US returns trafficked Pakistan artifacts
THE US has returned to Pakistan more than 100 antiquities recovered from Indian-American art smuggler Subhash Kapoor, New York prosecutors announced Thursday.
Kapoor was convicted in India last week of stealing ancient religious idols and trafficking them to his art gallery in Manhattan. He was sentenced to 13 years in prison.
Kapoor, also wanted by American authorities, was the subject of a massive US federal investigation known as Operation Hidden Idol.
The Manhattan District Attorney's office indicted him in 2020 and have requested his extradition from India.
New York returned 192 antiquities to Islamabad valued at almost $3.4 million, Manhattan DA Alvin Bragg said in a statement.
Some 187 of the artifacts were seized in relation to the investigation of Kapoor, Bragg added.
The returned items include a Gandhara statue depicting Maitreya, the enlightened Buddha, and Mehrgarh figures dating to around 3500-2600 BC that were looted from a Neolithic archaeological site in Pakistan.
Kapoor sold the smuggled items at his Madison Avenue-based gallery Art of the Past.
Bragg's office says that since 2011 it has recovered more than 2,500 artifacts worth at least $143 million that were trafficked by Kapoor and his associates.
According to the US, five India-based co-defendants and Kapoor had been held in prison in the South Asian nation since 2012 for charges relating to his role selling stolen Indian antiquities.

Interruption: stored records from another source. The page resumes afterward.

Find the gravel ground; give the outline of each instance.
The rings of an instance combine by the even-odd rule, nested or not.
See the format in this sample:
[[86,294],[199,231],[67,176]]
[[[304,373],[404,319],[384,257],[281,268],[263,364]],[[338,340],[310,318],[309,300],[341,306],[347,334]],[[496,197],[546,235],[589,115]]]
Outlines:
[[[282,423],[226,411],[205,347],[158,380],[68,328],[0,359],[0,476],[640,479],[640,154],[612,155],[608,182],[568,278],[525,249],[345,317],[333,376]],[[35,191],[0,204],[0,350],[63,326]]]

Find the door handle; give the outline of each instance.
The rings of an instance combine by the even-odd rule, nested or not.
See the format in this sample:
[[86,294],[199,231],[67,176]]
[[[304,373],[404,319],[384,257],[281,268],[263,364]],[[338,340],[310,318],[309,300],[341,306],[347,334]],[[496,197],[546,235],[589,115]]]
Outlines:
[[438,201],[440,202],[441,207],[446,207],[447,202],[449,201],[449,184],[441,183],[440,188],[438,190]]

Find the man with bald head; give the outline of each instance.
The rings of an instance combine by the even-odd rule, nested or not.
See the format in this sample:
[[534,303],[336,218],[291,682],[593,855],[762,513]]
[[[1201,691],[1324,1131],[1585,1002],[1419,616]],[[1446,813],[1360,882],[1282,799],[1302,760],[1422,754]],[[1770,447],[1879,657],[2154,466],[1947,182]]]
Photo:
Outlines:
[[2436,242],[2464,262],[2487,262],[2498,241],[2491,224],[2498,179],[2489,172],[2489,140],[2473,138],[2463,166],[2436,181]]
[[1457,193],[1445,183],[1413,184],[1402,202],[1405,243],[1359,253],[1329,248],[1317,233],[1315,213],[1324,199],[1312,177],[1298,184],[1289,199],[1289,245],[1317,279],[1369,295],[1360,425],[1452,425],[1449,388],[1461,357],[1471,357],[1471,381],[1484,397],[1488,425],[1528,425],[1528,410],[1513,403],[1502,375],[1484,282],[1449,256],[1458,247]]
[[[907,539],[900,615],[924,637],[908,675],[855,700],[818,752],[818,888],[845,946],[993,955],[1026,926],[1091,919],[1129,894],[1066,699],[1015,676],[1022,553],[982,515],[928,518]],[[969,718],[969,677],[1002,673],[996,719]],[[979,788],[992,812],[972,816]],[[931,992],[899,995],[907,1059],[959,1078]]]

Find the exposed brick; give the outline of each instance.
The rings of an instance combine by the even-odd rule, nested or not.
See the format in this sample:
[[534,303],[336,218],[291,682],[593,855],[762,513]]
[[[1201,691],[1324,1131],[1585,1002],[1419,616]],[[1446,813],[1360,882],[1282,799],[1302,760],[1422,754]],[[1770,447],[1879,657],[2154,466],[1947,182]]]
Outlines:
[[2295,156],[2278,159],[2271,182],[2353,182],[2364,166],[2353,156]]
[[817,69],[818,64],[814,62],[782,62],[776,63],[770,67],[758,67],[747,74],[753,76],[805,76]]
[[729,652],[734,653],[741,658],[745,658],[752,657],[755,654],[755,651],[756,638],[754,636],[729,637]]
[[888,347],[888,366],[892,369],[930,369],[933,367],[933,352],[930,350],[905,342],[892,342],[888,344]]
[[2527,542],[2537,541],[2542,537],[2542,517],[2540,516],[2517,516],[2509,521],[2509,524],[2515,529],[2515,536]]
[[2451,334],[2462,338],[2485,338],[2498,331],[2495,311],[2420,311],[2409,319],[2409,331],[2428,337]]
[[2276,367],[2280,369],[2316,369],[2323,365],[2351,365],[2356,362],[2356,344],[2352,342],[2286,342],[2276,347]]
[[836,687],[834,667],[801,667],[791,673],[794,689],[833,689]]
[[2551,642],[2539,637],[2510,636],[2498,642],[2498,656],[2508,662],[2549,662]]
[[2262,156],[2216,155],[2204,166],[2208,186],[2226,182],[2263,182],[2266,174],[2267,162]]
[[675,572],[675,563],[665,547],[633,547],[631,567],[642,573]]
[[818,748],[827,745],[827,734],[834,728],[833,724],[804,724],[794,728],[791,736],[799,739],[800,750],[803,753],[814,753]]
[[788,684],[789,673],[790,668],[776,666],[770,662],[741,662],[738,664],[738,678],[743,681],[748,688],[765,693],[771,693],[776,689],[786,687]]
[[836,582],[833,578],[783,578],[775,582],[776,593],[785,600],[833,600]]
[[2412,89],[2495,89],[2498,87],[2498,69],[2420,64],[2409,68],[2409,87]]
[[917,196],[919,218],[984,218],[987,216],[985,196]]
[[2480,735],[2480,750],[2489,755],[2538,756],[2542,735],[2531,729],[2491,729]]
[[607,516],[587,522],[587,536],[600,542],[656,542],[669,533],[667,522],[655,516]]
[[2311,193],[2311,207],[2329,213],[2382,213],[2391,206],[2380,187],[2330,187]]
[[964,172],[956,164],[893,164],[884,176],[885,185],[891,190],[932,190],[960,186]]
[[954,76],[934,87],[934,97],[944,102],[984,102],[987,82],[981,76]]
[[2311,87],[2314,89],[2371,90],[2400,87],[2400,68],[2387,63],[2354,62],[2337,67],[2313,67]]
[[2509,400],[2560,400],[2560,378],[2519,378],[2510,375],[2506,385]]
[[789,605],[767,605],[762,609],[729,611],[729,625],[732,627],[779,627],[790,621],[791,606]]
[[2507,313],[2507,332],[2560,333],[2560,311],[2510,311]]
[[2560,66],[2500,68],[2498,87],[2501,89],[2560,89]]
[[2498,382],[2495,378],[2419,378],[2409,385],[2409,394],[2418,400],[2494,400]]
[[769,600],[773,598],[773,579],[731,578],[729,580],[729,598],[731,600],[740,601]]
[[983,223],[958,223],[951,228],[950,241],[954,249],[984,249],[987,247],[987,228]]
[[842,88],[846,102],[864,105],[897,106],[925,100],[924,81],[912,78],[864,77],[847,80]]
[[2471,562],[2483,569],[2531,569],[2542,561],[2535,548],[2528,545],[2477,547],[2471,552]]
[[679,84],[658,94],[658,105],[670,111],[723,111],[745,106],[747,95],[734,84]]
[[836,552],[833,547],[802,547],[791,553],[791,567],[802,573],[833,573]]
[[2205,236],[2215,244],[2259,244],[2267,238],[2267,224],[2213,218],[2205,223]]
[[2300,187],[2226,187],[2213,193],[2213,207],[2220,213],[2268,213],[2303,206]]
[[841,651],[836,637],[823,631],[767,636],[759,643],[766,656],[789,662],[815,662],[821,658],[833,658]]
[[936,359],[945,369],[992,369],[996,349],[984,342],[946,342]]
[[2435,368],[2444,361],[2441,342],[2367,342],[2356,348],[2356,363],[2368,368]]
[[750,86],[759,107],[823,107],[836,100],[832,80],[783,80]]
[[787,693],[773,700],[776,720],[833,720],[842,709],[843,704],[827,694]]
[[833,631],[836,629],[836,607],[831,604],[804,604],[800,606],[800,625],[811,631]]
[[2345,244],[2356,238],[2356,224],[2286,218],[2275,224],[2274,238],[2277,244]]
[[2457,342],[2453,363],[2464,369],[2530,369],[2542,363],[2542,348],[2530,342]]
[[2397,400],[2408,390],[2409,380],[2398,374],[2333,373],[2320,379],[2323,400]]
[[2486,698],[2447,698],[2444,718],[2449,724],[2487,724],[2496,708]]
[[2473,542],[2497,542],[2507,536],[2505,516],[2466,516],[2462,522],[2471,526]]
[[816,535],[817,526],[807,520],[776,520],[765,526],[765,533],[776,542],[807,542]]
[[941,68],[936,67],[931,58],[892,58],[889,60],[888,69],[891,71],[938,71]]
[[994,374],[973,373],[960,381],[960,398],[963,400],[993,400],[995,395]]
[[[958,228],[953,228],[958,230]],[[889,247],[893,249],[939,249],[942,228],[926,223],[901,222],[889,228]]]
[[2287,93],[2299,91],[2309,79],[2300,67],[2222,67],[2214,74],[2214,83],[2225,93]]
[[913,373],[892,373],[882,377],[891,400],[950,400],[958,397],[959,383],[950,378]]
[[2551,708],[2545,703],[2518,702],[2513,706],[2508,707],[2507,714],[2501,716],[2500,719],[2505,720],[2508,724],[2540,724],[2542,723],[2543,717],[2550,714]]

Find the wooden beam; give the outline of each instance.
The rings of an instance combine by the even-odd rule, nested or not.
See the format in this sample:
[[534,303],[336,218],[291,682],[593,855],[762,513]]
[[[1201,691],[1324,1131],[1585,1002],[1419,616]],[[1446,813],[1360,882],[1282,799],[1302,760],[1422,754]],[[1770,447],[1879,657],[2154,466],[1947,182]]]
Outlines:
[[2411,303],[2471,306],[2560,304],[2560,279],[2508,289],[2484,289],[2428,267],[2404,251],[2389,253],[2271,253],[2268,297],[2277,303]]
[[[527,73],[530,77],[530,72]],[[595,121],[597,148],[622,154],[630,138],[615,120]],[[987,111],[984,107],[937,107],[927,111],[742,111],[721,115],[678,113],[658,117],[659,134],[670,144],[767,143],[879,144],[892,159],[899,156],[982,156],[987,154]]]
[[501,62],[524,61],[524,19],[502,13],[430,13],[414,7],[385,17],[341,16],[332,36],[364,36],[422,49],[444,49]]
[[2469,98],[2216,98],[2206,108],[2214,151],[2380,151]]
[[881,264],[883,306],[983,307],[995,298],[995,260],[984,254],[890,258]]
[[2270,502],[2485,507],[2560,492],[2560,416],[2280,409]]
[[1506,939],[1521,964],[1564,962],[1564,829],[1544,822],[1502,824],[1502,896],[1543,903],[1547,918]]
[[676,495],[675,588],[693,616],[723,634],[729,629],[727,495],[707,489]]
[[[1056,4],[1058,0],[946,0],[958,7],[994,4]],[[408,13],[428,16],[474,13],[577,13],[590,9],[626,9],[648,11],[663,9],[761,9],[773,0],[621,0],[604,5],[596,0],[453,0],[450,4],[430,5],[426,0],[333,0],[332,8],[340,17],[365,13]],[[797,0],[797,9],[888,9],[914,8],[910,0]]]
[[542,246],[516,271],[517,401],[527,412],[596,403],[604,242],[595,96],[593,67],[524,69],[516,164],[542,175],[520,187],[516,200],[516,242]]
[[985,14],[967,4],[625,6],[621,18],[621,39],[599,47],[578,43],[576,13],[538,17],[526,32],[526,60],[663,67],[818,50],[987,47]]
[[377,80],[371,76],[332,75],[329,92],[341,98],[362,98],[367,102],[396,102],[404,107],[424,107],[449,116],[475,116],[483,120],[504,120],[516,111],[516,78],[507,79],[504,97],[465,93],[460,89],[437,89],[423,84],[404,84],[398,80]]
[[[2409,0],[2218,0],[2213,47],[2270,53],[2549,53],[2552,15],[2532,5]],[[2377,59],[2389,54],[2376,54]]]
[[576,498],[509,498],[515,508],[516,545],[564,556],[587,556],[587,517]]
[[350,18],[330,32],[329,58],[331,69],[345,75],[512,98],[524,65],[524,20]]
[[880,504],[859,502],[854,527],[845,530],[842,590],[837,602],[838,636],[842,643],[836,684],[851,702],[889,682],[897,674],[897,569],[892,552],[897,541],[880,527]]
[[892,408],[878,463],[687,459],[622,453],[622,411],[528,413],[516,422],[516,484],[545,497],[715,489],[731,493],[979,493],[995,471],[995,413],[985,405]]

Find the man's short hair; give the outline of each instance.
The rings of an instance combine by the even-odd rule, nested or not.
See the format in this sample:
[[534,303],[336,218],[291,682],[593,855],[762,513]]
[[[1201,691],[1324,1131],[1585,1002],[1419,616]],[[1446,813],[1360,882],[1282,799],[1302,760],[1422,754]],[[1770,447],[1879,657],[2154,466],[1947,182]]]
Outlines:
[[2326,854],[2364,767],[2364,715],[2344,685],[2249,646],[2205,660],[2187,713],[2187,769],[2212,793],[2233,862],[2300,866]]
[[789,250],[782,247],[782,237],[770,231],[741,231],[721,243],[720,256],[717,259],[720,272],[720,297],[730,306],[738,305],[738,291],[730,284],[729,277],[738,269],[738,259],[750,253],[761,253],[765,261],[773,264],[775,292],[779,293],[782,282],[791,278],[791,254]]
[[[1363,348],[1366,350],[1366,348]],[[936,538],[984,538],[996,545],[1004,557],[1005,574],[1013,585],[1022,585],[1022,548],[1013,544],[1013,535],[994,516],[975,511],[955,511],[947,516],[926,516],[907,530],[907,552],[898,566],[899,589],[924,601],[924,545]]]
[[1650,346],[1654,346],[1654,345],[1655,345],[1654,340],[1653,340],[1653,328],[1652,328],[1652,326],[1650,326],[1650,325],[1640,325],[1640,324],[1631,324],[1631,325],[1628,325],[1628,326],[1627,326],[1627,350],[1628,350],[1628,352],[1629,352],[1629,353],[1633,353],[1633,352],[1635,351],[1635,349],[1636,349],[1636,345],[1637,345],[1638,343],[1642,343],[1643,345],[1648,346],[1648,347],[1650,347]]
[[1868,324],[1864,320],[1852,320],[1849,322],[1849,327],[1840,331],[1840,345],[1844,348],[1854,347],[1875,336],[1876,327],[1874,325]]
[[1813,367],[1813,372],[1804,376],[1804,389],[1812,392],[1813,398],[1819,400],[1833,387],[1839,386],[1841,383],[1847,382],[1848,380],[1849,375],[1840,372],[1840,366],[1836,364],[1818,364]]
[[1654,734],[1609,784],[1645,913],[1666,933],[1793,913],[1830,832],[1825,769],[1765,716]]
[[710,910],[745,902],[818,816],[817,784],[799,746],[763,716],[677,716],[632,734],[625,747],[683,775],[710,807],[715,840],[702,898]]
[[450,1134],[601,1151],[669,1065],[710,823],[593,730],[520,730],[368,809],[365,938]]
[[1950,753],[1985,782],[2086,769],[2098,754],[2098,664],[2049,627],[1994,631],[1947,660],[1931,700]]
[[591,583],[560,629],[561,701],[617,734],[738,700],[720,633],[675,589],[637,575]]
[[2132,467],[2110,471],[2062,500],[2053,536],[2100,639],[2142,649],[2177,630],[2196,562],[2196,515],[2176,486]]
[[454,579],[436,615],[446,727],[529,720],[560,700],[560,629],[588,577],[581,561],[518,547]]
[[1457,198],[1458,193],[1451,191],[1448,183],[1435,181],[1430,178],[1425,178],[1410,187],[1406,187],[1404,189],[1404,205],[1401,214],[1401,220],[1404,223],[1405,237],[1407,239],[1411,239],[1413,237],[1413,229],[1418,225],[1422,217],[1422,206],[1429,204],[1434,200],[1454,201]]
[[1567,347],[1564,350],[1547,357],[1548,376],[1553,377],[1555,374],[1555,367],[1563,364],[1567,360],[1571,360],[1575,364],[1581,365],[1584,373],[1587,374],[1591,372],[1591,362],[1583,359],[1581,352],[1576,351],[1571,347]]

Last week, the six men were convicted and sentenced by a special court in India.
‘Kapoor was convicted for receiving stolen property, habitually dealing in stolen property, and conspiracy, and fined and sentenced to thirteen years in prison,' the statement said. It added that the Manhattan district attorney's office is seeking Kapoor's extradition to pursue his prosecution in the US.
The antiquities were returned during a repatriation ceremony at the Pakistani consulate in New York where US Homeland Security Investigations Assistant Special Agent-in-Charge Thomas Acocella and Pakistani Consul General Ayesha Ali were present.
The antiquities were looted from a Neolithic archaeological site in Pakistan before being trafficked to New York.